Sixty-five percent of banks in sub-Saharan Africa view cyber risks as a major hurdle to digitalization, according to the European Investment Bank. In response, several financial institutions across the region are bolstering their digital defenses. Ghislaine Samaké, Managing Director of Ecobank Guinea-Bissau, offered insight into her group’s cybersecurity strategy during the 2025 Cyber Africa Forum in Cotonou. She stressed the need for coordinated efforts among the BCEAO, national governments, and private sector players to build regional resilience against growing digital threats.

Ecofin Agency: With digital stability becoming a regional priority for West Africa's banking sector, do you believe the current infrastructure is equipped to handle growing cyber threats, and how would you assess its resilience?

Ghislaine Samaké: It would be an overstatement to say that all infrastructures are fully equipped to handle the threats, but progress is undeniable. Several banks, especially regional groups like Ecobank, have invested heavily in securing their core banking systems, data redundancy, and data center certification. However, resilience isn't solely dependent on technical equipment. It also hinges on regional coordination and the ability to respond quickly in the event of an incident.

And on that front, there's still plenty of room for improvement. Things like collaborative penetration testing, sub-regional alert centers, and joint audits should become more systematic.

EA: Given the accelerating digitalization of financial services, including at Ecobank, what categories of cyber risks are now at play, and what approaches has your institution adopted to mitigate them?
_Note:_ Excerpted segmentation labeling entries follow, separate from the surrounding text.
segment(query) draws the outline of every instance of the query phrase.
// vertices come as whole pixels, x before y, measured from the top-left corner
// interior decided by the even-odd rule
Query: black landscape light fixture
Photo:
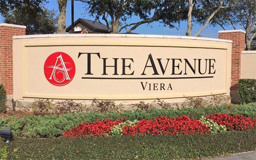
[[[10,140],[13,136],[10,128],[5,128],[0,130],[0,136],[5,138],[6,143],[10,141]]]

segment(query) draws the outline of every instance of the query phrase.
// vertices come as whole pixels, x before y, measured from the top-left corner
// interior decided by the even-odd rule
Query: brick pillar
[[[12,36],[26,35],[26,26],[0,24],[0,83],[4,86],[8,98],[12,98]]]
[[[241,75],[241,53],[245,49],[245,31],[241,30],[219,31],[219,38],[233,41],[231,53],[230,95],[232,102],[238,103],[238,84]]]

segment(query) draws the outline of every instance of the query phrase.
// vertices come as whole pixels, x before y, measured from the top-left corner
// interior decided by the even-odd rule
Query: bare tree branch
[[[220,5],[219,5],[219,6],[218,7],[218,8],[216,9],[216,10],[214,11],[214,12],[210,16],[210,17],[208,18],[208,19],[207,19],[207,20],[205,22],[205,23],[204,24],[203,26],[199,30],[198,32],[197,32],[197,33],[196,33],[196,34],[195,35],[195,37],[197,37],[198,36],[199,34],[200,34],[200,33],[201,33],[201,32],[203,31],[203,30],[204,29],[204,28],[207,26],[207,25],[208,25],[208,24],[210,22],[210,21],[211,21],[211,20],[212,19],[212,18],[214,16],[214,15],[217,13],[221,8],[224,8],[224,7],[222,6],[223,5],[223,1],[221,2],[220,3]]]
[[[225,29],[225,28],[224,28],[224,26],[223,26],[223,25],[222,25],[222,24],[221,24],[220,23],[219,23],[219,22],[217,22],[216,23],[217,23],[217,24],[218,24],[218,25],[219,25],[219,26],[221,26],[221,28],[222,28],[222,29],[223,29],[223,30],[226,30]]]
[[[137,23],[130,23],[130,24],[126,24],[126,25],[125,25],[124,26],[123,26],[123,27],[121,27],[120,28],[120,29],[119,29],[119,32],[120,32],[121,31],[121,30],[122,30],[124,28],[125,28],[128,27],[129,27],[129,26],[132,26],[132,25],[134,25],[137,24]]]
[[[108,20],[106,18],[106,12],[104,12],[103,13],[103,15],[102,16],[102,20],[104,20],[106,22],[107,27],[108,27],[108,31],[109,32],[111,32],[110,29],[109,28],[109,24],[108,24]]]
[[[235,25],[234,24],[234,23],[232,22],[232,21],[231,21],[230,19],[229,19],[228,20],[228,21],[229,21],[231,25],[232,25],[232,26],[233,27],[234,29],[236,29],[236,27],[235,26]]]
[[[138,26],[139,26],[141,24],[142,24],[144,23],[152,22],[153,21],[154,21],[154,18],[152,17],[152,18],[150,18],[150,19],[147,19],[147,20],[142,21],[140,22],[136,23],[136,24],[134,25],[134,26],[133,26],[130,29],[128,30],[127,31],[127,32],[126,32],[126,33],[130,33],[132,31],[136,29],[136,28],[138,27]]]

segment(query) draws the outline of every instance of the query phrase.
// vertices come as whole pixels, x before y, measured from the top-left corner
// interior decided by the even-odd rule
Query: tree
[[[26,26],[26,34],[53,33],[57,19],[45,0],[0,0],[0,13],[5,23]]]
[[[256,35],[256,0],[227,0],[230,5],[212,21],[214,26],[225,27],[231,24],[234,29],[238,25],[245,30],[246,49],[251,45]]]
[[[113,33],[118,33],[124,29],[129,33],[140,25],[154,21],[174,28],[175,23],[179,24],[185,18],[185,11],[180,7],[183,2],[180,0],[80,0],[86,3],[86,11],[96,17],[96,20],[102,17],[109,31]],[[141,20],[127,23],[126,20],[133,16],[138,17]]]
[[[198,37],[210,23],[219,11],[226,7],[224,0],[188,0],[186,3],[188,8],[187,14],[187,29],[186,34],[191,36],[192,20],[202,25],[194,36]]]
[[[236,6],[235,22],[245,30],[246,50],[251,50],[251,44],[256,35],[256,0],[240,0]]]
[[[66,9],[67,0],[57,0],[60,13],[58,19],[57,33],[66,33]]]

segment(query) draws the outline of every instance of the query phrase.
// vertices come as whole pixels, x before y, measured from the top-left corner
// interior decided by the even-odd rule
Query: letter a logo
[[[73,60],[67,54],[61,52],[55,52],[48,57],[44,69],[46,79],[57,86],[64,86],[70,82],[75,72]]]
GS: Digitalization significantly increases potential entry points for attacks, covering mobile, APIs, cloud services, and agent networks. Each channel exposes our ecosystem to specific threats, ranging from phishing and transactional fraud to DDoS attacks and API injections.

At Ecobank, our strategy follows a multilayered approach. This includes end-to-end encryption, real-time behavioral monitoring, two-factor authentication, robust internal privilege management, and regular stress tests. Essentially, cybersecurity isn't just an add-on; it's fully embedded in our core digital strategy.

EA: Since human error often remains a weak link in cybersecurity, what training, awareness programs, or tools do you offer clients to help secure their online banking activities?

GS: We are fully aware that the human factor remains the main vulnerability. That's why we have developed multiple levels of awareness initiatives. For our employees, we conduct regular training sessions on best practices, phishing, and social engineering, which include internal simulation tests. As for clients, our prevention strategy involves alert campaigns, in-app warning messages, and educational micro-content shared across social media and in our local branches. The ultimate goal is to democratize cyber awareness, making it accessible even for first-time users.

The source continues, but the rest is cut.